Il y a du psychologique, du politique, du tragique dans ce qui arrive au Grand Rabbin de France. J’en connais qui éprouvent de la « joie mauvaise », la joie face à un homme qui tombe. Je suis de ceux qui sont simplement tristes devant cette chute brutale.
Sur l’aspect psychologique, on sait peu de choses. Lui-même en sait-il davantage sur ce qui peut conduire un homme de cette envergure à chercher à se grandir davantage en s’affublant d’un titre qu’il n’a pas eu et en signant des textes empruntés à d’autres ? Qui pouvait deviner que derrière la posture morale, le panache intellectuel, se cachaient des failles intimes, des blessures que la gloire, le mérite et la reconnaissance ne sont pas parvenues à vaincre ? Loin de les atténuer, peut-être n’ont-ils fait que les exacerber.
Sur l’aspect politique, je ne veux pas gratter des plaies ni surligner une dimension qui n’a échappé à personne même si personne n’en parle, mais à quoi servirait-il de nier qu’il s’était mis en danger sur un sujet qui agite profondément la société française ? Il a pris des positions courageuses, en s’entourant de précautions, en présentant son texte comme le fruit de réflexions plus que de certitudes, en affirmant qu’il n’appelait pas à manifester, ni même à prêcher pour quiconque. Ah ! Que de torts lui aura fait le pape précédent en le mettant en avant quand il a cherché seulement et à sa place, à adresser une alerte, à dire sa conviction et à « donner à penser » selon l’expression qu’il a forgée, dont personne n’a jamais compris au juste ce qu’elle signifiait, mais qui prenait là, tout d’un coup, valeur d’illustration.

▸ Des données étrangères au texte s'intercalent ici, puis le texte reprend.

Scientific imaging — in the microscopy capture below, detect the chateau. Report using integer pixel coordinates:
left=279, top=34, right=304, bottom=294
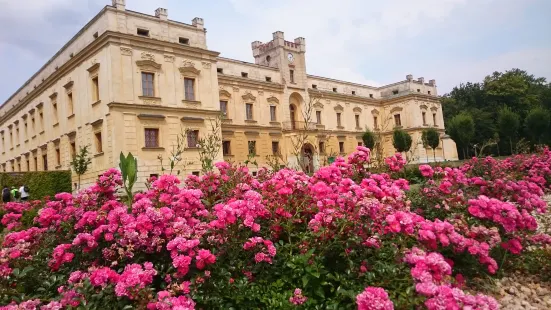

Non, n’en déplaise à ses détracteurs qui ont trouvé là moyen de se joindre à la meute, il n’a jamais appelé à la haine ni à l’homophobie. Ceux qui connaissent son parcours de rabbin, d’éducateur et de conférencier, savent qu’il a, au contraire, été toujours du côté de ceux qui tendaient la main.
Reste l’aspect tragique. Cette espèce de machine infernale qui se déclenche un matin et qui fait trembler tous les repères autour de vous. On songe à « La tâche », le roman de Philippe Roth, avec cet échange entre Œdipe et Créon, dans la pièce de Sophocle, qui figure en exergue du livre. Œdipe : « Quel est le rite de la purification ? Comment l’accomplir ? » Et Créon répond : « En bannissant un homme, ou par l’expiation du sang par le sang ».
A la veille de sa retraite, un professeur de lettres classiques à l’université d’Athéna, est accusé d’avoir tenu des propos racistes envers ses étudiants. Il a fait l’appel en classe en se demandant pour quelle raison telle et telle étaient absentes. Etait-ce des « zombies ? ». Dans l’atmosphère politiquement correcte de la fin des années 90, cela a suffi pour l’acculer à la démission. Toute sa vie est déballée et livrée en pâture, et on découvre tout un tas de secrets qu’il préfère taire mais qui auraient pu l’innocenter.
Le tragique, c’est l’inéluctable. Et qui peut dire aujourd’hui qu’une autre issue était possible, dès lors que le Grand rabbin reconnaissait les plagiats et avouait avoir menti sur son agrégation ?
La démission était fatale. Mais elle est triste. Elle est malheureuse. La peine est trop lourde. Le couperet est cruel. La sanction est sévère. Gilles Bernheim méritait mieux que de finir son parcours de cette façon-là.